Nos acomodamos en unos amplios y mullidos sillones, el uno frente al otro, separados por una mesa de café. Marilee me dirigió una mirada cariñosa y me dijo:

—Bueno, bueno, mi joven protegido, ¿qué tal? Cuánto tiempo sin verte. ¿Matrimonio arruinado, dices?

—Siento mucho haberlo dicho. Siento haber dicho todo lo que he dicho. Me siento como un ratón entre las garras del gato.

Una mujer que tenía dos ganchos de acero donde deberían haber estado sus manos nos trajo el té y unas pastas. Marilee le dijo algo en italiano, y la mujer se rio.

—¿Qué le has dicho? —le pregunté a Marilee.

—Le he dicho que tu matrimonio está en la ruina.

La mujer de los ganchos le dijo algo a Marilee en italiano, y pedí una traducción.

—Dice que la próxima vez tendrías que casarte con un hombre.

»A ella —continuó— su marido le metió las manos en un cazo de agua hirviendo para que le confesara con quién se había acostado mientras él estaba luchando en el frente. Eran alemanes y americanos, por cierto, y las manos se le gangrenaron.

* * *

Sobre la chimenea de la acogedora biblioteca de Marilee estaba el cuadro estilo Dan Gregory que ya he mencionado, un regalo del pueblo de Florencia: representaba a su difunto esposo, el Conde Bruno, rechazando una venda para taparse los ojos, frente a un pelotón de fusilamiento. Ella me contó que las cosas no habían sido exactamente de aquella forma, como suele pasar. Y yo le pregunté cómo era que se había convertido en la Contessa Portomaggiore y había heredado el hermoso palacio y las ricas granjas en el norte, etcétera.

Cuando ella y Gregory y Fred Jones llegaron a Italia, me dijo, antes de que los Estados Unidos entraran en guerra, contra Italia y Alemania y Japón, les recibieron como a grandes celebridades. Representaban un triunfo propagandístico para Mussolini:

—«El más famoso artista americano y uno de sus más famosos aviadores y la incomparablemente hermosa y genial actriz americana, Marilee Kemp», así nos llamó —me dijo Marilee—. Dijo que nosotros tres habíamos venido a tomar parte en el milagro espiritual y físico y económico de Italia, que se convertiría en el modelo universal de los próximos milenios.
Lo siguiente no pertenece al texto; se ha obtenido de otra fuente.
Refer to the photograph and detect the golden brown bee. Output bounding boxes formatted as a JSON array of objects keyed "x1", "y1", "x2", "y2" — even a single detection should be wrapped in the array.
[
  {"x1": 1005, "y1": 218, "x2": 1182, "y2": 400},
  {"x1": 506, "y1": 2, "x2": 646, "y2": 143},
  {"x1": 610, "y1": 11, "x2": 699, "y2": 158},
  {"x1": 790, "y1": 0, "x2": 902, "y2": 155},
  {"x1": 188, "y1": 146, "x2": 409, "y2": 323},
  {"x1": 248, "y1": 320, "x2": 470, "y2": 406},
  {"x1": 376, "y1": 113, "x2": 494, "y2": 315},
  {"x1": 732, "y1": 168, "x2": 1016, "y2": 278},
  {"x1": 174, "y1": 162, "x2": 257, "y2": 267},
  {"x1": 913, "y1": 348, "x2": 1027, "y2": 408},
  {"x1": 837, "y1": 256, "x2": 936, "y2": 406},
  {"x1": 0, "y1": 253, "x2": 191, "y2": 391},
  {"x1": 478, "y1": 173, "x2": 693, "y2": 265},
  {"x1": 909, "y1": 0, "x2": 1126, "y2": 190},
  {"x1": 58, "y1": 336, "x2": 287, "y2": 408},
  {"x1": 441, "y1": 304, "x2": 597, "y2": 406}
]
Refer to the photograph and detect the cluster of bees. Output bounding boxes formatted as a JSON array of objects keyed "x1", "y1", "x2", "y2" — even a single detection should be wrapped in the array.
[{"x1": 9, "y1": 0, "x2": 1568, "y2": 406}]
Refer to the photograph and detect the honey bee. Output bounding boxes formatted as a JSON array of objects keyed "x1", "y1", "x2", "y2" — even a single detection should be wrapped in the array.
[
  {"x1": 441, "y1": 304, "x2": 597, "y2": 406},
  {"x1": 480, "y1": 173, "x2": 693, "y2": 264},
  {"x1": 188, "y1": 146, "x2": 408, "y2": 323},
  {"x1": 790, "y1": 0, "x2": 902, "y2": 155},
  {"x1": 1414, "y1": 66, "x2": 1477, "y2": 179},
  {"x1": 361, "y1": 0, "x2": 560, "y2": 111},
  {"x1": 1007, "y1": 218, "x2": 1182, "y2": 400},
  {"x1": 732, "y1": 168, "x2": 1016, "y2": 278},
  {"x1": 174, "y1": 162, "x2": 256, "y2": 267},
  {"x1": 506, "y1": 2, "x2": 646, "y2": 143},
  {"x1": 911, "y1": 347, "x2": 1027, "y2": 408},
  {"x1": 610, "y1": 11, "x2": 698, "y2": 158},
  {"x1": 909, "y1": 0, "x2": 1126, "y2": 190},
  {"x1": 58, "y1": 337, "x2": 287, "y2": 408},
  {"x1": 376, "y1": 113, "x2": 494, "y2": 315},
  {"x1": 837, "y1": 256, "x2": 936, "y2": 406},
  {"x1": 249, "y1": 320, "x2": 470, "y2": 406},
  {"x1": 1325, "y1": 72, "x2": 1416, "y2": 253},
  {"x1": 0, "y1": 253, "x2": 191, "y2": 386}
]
El valor propagandístico de aquellos tres personajes eran tan grande que Marilee obtuvo en la prensa y en los eventos sociales el respeto que una verdadera actriz famosa merecía.

—De pronto dejé de ser una mujerzuela inútil. Yo era una joya de la corona del nuevo emperador romano. A Dan y a Fred, tengo que decirlo, esto les desconcertó. No les quedó más remedio que tratarme más respetuosamente en público, y yo estaba encantada. En este país se pirran por las rubias, claro, de modo que siempre que teníamos que hacer aparición en algún sitio yo entraba la primera, y ellos entraban detrás de mí, como parte de mi séquito.

»Y a mí me resultó muy fácil aprender el idioma italiano —continuó—. Pronto lo hablaba mucho mejor que Dan, que había ido a clases en Nueva York. Fred nunca aprendió ni una sola palabra de italiano, claro.

* * *

En Italia, Fred y Dan se convirtieron en héroes al morir luchando, más o menos, por la causa italiana. La celebridad de Marilee les sobrevivió, a modo de encantador y hermoso recordatorio de su supremo sacrificio, y de la admiración que muchos americanos le tenían, supuestamente, a Mussolini.

Todavía era hermosa, por cierto, cuando nos vimos en Florencia, a pesar de que no iba maquillada y de que llevaba puesto un traje de luto. Después de todo lo que había vivido, podría haber sido una anciana, pero sólo tenía cuarenta y tres años. ¡Todavía le quedaba un tercio de siglo de vida!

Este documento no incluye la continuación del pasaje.